The story Fabric is set against the backdrop of the Great Bombay Textile Strike of 1982. Pic courtesy/Wikimedia Commons
The story Fabric is set against the backdrop of the Great Bombay Textile Strike of 1982. Pic courtesy/Wikimedia Commons



A collection of 16 short stories, Bombay Hangovers wasn’t a conscious book project; the fourth story in the collection, The Metamorphosis of Joe Pereira, which revolves around a persnickety old man in Santacruz, was Potkar’s first, written in 2007. “By then, I had lived long enough in Santacruz to imbibe a person like Joe Pereira into myself. The last story for the collection was written in 2015. All the pieces were written at random points in time. But when I was collating them, I realised that all of them were about the city. You have to find interrelatedness - especially when you’re submitting your work to publishers,” she says.


Potkar has been a well-established name in the Indian poetry scene with accolades like the Norton Girault Literary Prize to her credit. She finds that there’s a difference in writing about cities in poetry and prose. She likens the latter to local trains that connect every station to culminate a journey. “Chronicling life in poetry allows you to get very philosophical and abstract; you could join invisible dots outside the canvas. And it would be satisfying and fulfilling as an abstract piece. Whereas, in stories, you realise you have to follow tangibilities, such as character, place, or phenomena. You are aware that this dramatic life of a character is happening on the canvas and not on an abstract philosophical level,” she maintains.

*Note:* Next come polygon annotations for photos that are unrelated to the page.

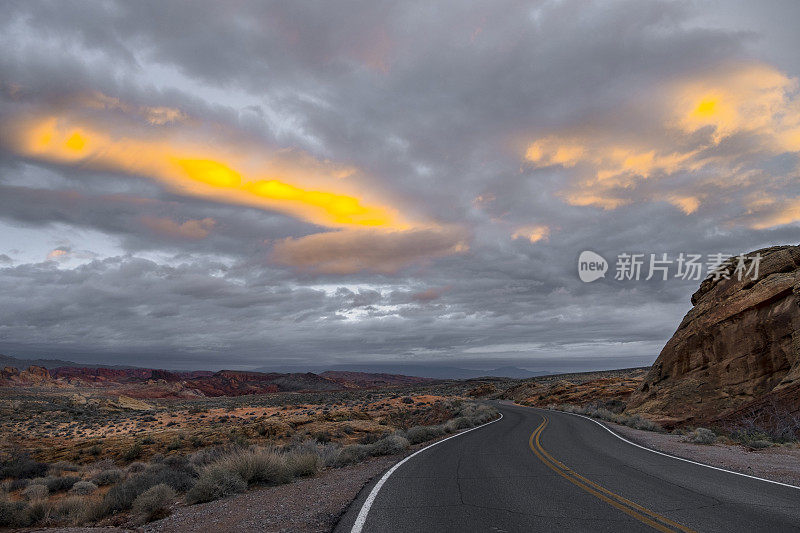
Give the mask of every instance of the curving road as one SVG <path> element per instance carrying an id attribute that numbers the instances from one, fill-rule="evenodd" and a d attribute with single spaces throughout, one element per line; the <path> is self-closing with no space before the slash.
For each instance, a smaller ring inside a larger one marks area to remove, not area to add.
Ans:
<path id="1" fill-rule="evenodd" d="M 373 481 L 336 531 L 800 531 L 800 489 L 653 453 L 575 415 L 497 408 L 502 419 Z"/>

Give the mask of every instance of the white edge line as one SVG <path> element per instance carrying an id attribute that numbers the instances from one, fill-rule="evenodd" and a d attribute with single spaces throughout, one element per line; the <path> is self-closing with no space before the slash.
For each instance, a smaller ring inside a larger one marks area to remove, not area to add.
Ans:
<path id="1" fill-rule="evenodd" d="M 433 448 L 434 446 L 443 443 L 446 440 L 454 439 L 456 437 L 460 437 L 461 435 L 469 433 L 470 431 L 474 431 L 476 429 L 480 429 L 482 427 L 486 427 L 489 424 L 494 424 L 495 422 L 497 422 L 501 418 L 503 418 L 503 413 L 500 413 L 500 417 L 499 418 L 495 418 L 491 422 L 486 422 L 485 424 L 481 424 L 480 426 L 475 426 L 474 428 L 467 429 L 465 431 L 462 431 L 461 433 L 456 433 L 455 435 L 450 435 L 449 437 L 447 437 L 445 439 L 437 440 L 433 444 L 429 444 L 428 446 L 425 446 L 424 448 L 415 451 L 414 453 L 412 453 L 411 455 L 409 455 L 408 457 L 406 457 L 405 459 L 403 459 L 402 461 L 400 461 L 399 463 L 394 465 L 392 468 L 390 468 L 383 475 L 383 477 L 375 484 L 375 486 L 372 487 L 372 490 L 370 491 L 369 496 L 367 496 L 367 499 L 364 500 L 364 505 L 361 506 L 361 511 L 359 511 L 358 516 L 356 517 L 356 521 L 353 523 L 353 529 L 350 530 L 350 533 L 361 533 L 361 530 L 364 528 L 364 524 L 367 523 L 367 515 L 369 514 L 369 509 L 370 509 L 370 507 L 372 507 L 372 504 L 375 502 L 375 498 L 377 498 L 378 492 L 380 492 L 381 487 L 383 487 L 383 484 L 386 483 L 386 480 L 389 479 L 389 476 L 391 476 L 394 473 L 395 470 L 397 470 L 398 468 L 403 466 L 403 463 L 405 463 L 406 461 L 408 461 L 409 459 L 411 459 L 412 457 L 414 457 L 418 453 L 422 453 L 425 450 L 429 450 L 429 449 Z"/>
<path id="2" fill-rule="evenodd" d="M 514 404 L 514 405 L 517 405 L 517 404 Z M 520 407 L 527 407 L 527 406 L 526 405 L 520 405 Z M 539 409 L 541 409 L 541 408 L 539 408 Z M 750 474 L 742 474 L 741 472 L 734 472 L 733 470 L 726 470 L 725 468 L 720 468 L 718 466 L 711 466 L 711 465 L 707 465 L 705 463 L 698 463 L 697 461 L 692 461 L 691 459 L 684 459 L 683 457 L 678 457 L 677 455 L 670 455 L 668 453 L 664 453 L 664 452 L 660 452 L 658 450 L 654 450 L 652 448 L 648 448 L 647 446 L 642 446 L 641 444 L 636 444 L 635 442 L 629 441 L 628 439 L 626 439 L 622 435 L 614 432 L 614 430 L 612 430 L 610 427 L 606 426 L 602 422 L 599 422 L 599 421 L 595 420 L 594 418 L 590 418 L 590 417 L 588 417 L 586 415 L 579 415 L 578 413 L 570 413 L 570 412 L 567 412 L 567 411 L 559 411 L 557 409 L 547 409 L 547 410 L 548 411 L 554 411 L 556 413 L 564 413 L 564 414 L 567 414 L 567 415 L 575 415 L 575 416 L 579 416 L 581 418 L 585 418 L 586 420 L 590 420 L 590 421 L 594 422 L 595 424 L 597 424 L 598 426 L 600 426 L 601 428 L 603 428 L 606 431 L 608 431 L 609 433 L 611 433 L 612 435 L 614 435 L 615 437 L 617 437 L 618 439 L 623 440 L 623 441 L 625 441 L 628 444 L 631 444 L 633 446 L 636 446 L 637 448 L 641 448 L 643 450 L 647 450 L 648 452 L 653 452 L 653 453 L 657 453 L 658 455 L 663 455 L 664 457 L 669 457 L 671 459 L 677 459 L 678 461 L 684 461 L 686 463 L 692 463 L 693 465 L 704 466 L 706 468 L 711 468 L 713 470 L 719 470 L 720 472 L 727 472 L 728 474 L 735 474 L 737 476 L 749 477 L 750 479 L 755 479 L 755 480 L 758 480 L 758 481 L 764 481 L 766 483 L 772 483 L 772 484 L 775 484 L 775 485 L 780 485 L 782 487 L 789 487 L 790 489 L 800 489 L 800 487 L 798 487 L 797 485 L 790 485 L 788 483 L 781 483 L 780 481 L 774 481 L 772 479 L 764 479 L 763 477 L 751 476 Z"/>

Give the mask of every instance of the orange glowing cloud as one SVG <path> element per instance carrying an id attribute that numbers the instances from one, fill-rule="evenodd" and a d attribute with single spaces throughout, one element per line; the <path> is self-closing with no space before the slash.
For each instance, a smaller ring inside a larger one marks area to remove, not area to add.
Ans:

Potkar chose the title for two reasons: she picked Bombay over Mumbai for a sense of nostalgia as the city has always been more than its name, and ‘Hangovers’ because as a writer, she found herself “hungover in the realms of intoxication.”

The book traverses from the south and north of the city, and even beyond - to Thane. From a perfume shop on Peddar Road to the mills of Girangaon, each story brings to light social, cultural and economic differences that exist between places. Potkar, now based in Borivali, shares that the most challenging piece to write was Morning. “It had nothing to do with the craft or components of storytelling but rather with writing about a character who is a rape survivor, empathising with her and understanding her breach. I wasn’t just talking about a survivor opening up herself to the world again. I’m also saying that her mother hid her own [experience of] rape,” she shares.

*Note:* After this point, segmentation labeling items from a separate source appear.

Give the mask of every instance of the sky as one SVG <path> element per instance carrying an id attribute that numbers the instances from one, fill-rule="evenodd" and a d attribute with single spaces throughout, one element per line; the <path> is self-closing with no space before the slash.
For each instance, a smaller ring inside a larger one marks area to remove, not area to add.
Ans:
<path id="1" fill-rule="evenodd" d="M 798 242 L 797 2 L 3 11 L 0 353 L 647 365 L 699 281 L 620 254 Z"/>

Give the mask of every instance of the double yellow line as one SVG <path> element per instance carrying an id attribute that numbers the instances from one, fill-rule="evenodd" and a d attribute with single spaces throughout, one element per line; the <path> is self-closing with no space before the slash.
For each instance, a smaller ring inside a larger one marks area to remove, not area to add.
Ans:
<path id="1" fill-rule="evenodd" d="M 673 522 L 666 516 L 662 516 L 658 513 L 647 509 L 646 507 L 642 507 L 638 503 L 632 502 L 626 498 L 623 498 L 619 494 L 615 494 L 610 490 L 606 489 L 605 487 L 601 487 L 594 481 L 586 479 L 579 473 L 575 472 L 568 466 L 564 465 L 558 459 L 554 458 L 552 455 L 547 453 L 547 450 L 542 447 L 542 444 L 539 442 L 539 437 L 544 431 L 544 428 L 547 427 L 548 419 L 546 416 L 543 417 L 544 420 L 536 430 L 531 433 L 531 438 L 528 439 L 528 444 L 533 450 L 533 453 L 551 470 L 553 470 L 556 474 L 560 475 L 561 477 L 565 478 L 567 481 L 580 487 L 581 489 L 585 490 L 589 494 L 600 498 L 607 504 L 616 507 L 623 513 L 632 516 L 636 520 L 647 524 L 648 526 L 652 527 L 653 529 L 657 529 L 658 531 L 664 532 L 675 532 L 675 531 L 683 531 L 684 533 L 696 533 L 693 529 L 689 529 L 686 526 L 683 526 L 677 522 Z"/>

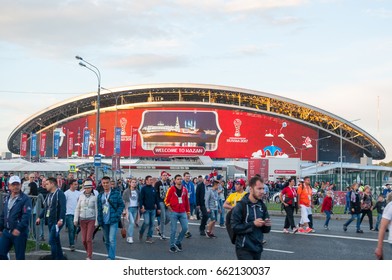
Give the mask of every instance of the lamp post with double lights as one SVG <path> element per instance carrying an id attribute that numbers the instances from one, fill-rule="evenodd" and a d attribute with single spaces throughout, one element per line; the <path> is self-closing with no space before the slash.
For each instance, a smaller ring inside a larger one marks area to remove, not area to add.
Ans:
<path id="1" fill-rule="evenodd" d="M 307 137 L 302 136 L 302 138 L 307 138 Z M 318 142 L 321 141 L 321 140 L 328 139 L 328 138 L 331 138 L 331 135 L 328 135 L 328 136 L 325 136 L 325 137 L 321 137 L 321 138 L 317 138 L 317 139 L 309 137 L 310 140 L 313 140 L 313 141 L 316 142 L 316 182 L 318 181 Z"/>
<path id="2" fill-rule="evenodd" d="M 95 132 L 95 155 L 99 154 L 99 133 L 100 133 L 100 104 L 101 104 L 101 72 L 99 71 L 99 69 L 94 66 L 93 64 L 91 64 L 90 62 L 84 60 L 82 57 L 80 56 L 75 56 L 75 58 L 77 60 L 80 60 L 79 65 L 81 67 L 87 68 L 88 70 L 90 70 L 91 72 L 93 72 L 95 74 L 95 76 L 97 76 L 98 79 L 98 90 L 97 90 L 97 118 L 96 118 L 96 132 Z M 87 65 L 88 66 L 87 66 Z M 98 171 L 99 168 L 98 166 L 95 166 L 95 180 L 96 183 L 98 185 Z"/>

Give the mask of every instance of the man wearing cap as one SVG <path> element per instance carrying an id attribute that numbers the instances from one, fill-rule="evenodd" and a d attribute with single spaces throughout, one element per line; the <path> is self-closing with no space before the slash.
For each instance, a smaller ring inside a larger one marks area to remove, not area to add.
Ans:
<path id="1" fill-rule="evenodd" d="M 18 176 L 9 180 L 10 194 L 0 214 L 0 259 L 7 260 L 12 246 L 17 260 L 25 259 L 31 217 L 31 199 L 21 191 Z"/>
<path id="2" fill-rule="evenodd" d="M 49 228 L 49 245 L 52 259 L 63 260 L 64 255 L 60 242 L 60 231 L 65 223 L 66 199 L 63 191 L 57 186 L 56 178 L 49 177 L 46 180 L 46 190 L 48 191 L 48 195 L 45 199 L 45 207 L 39 218 L 37 218 L 36 224 L 39 225 L 41 219 L 45 218 L 45 224 L 48 224 Z"/>
<path id="3" fill-rule="evenodd" d="M 205 182 L 207 182 L 207 179 L 208 179 L 208 175 L 205 178 Z M 196 208 L 199 210 L 199 212 L 202 215 L 200 227 L 199 227 L 200 235 L 202 236 L 206 235 L 205 230 L 208 221 L 208 213 L 204 200 L 205 195 L 206 195 L 206 184 L 203 181 L 201 181 L 199 182 L 196 188 Z"/>
<path id="4" fill-rule="evenodd" d="M 223 208 L 231 210 L 238 201 L 240 201 L 244 195 L 246 195 L 245 181 L 243 179 L 238 179 L 234 182 L 235 192 L 231 193 L 223 204 Z"/>
<path id="5" fill-rule="evenodd" d="M 158 227 L 156 230 L 162 240 L 166 239 L 165 226 L 170 222 L 169 212 L 164 202 L 167 190 L 170 188 L 169 176 L 169 173 L 162 171 L 161 180 L 157 181 L 154 185 L 157 199 L 159 201 L 159 209 L 161 210 L 161 214 L 157 217 Z"/>

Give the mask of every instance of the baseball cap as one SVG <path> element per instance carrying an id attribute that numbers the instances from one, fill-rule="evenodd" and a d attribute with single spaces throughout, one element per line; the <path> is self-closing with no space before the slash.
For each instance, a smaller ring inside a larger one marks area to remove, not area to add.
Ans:
<path id="1" fill-rule="evenodd" d="M 11 178 L 10 178 L 10 181 L 9 181 L 9 183 L 12 185 L 13 183 L 18 183 L 18 184 L 20 184 L 20 178 L 19 178 L 19 176 L 12 176 Z"/>
<path id="2" fill-rule="evenodd" d="M 234 181 L 234 184 L 240 184 L 241 186 L 245 187 L 244 179 L 238 179 L 238 180 Z"/>
<path id="3" fill-rule="evenodd" d="M 167 174 L 167 176 L 169 176 L 169 177 L 171 176 L 171 175 L 170 175 L 168 172 L 166 172 L 165 170 L 163 170 L 163 171 L 161 172 L 161 176 L 162 176 L 163 174 L 165 174 L 165 173 Z"/>
<path id="4" fill-rule="evenodd" d="M 92 188 L 93 187 L 93 182 L 91 182 L 90 180 L 87 180 L 84 182 L 83 184 L 84 188 Z"/>

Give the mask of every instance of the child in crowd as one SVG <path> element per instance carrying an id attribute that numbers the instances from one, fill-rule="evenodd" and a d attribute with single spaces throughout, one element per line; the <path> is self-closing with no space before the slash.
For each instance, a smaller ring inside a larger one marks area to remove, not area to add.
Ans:
<path id="1" fill-rule="evenodd" d="M 332 203 L 332 191 L 327 191 L 327 196 L 323 199 L 323 205 L 321 206 L 321 212 L 325 213 L 325 224 L 324 228 L 326 230 L 329 230 L 328 224 L 329 220 L 331 219 L 331 214 L 332 213 L 332 208 L 333 208 L 333 203 Z"/>

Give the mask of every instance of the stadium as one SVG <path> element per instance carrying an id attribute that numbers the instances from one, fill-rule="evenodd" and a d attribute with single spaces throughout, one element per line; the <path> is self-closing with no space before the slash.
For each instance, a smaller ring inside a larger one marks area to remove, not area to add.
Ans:
<path id="1" fill-rule="evenodd" d="M 12 131 L 9 150 L 23 156 L 33 146 L 34 155 L 39 150 L 37 154 L 46 158 L 93 155 L 96 100 L 96 93 L 85 94 L 34 114 Z M 101 91 L 100 108 L 100 153 L 106 157 L 117 152 L 133 158 L 278 156 L 338 162 L 340 144 L 344 161 L 350 163 L 359 163 L 363 156 L 382 160 L 386 153 L 369 133 L 339 116 L 242 88 L 200 84 L 116 88 Z M 29 141 L 32 136 L 37 139 L 34 144 Z"/>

Potkar also adds that when writing about the city, the inception of ideas happens through its sensoria; the city seeps into you through its spaces, sounds and sights. “I have been practising Haibun [a Japanese form of poetry that combines haiku with a prose poem] for a long time. The Japanese say the sixth sense is memory and I was wondering if the seventh sense would be nostalgia and the eighth, prophecies. When you live so long in a city, you start prophecising what will happen,” she shares.

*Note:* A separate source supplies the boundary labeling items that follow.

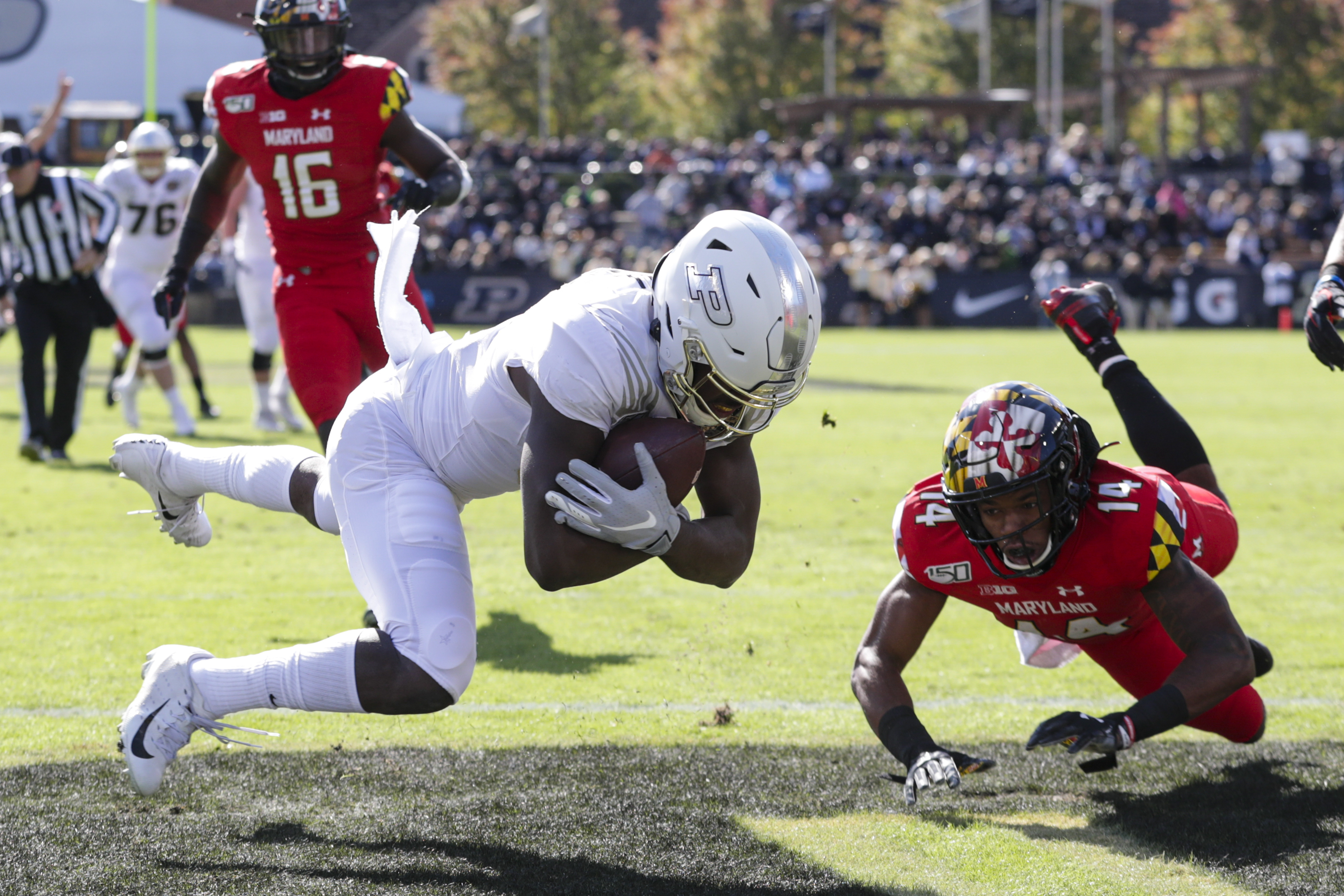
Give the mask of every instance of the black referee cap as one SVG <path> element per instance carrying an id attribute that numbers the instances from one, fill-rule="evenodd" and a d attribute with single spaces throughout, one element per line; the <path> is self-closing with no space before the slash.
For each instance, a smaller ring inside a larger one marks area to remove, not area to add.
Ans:
<path id="1" fill-rule="evenodd" d="M 28 144 L 15 144 L 13 146 L 5 148 L 5 150 L 0 153 L 0 161 L 3 161 L 8 168 L 27 165 L 36 157 L 38 154 L 32 152 L 32 146 Z"/>

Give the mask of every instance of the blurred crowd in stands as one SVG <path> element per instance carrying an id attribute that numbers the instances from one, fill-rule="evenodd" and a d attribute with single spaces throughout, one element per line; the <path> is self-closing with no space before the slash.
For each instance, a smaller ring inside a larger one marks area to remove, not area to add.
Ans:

So even if a reader hasn’t been witness to city-specific incidents in the narratives such as the Great Bombay Textile Strike of 1982, Potkar feels that the obsolescence of life is the same. “The pandemic made so many jobs obsolete. Even the march of time and technology makes things obsolete so readers will be able to make a connection with these stories on a broader level,” she says. Is Bombay a microcosm of the world, then? Macrocosm, Potkar reckons. “You could get lost in its labyrinth. There’s no other place like it. Bombay is truly a ‘bhelpuri’ city.”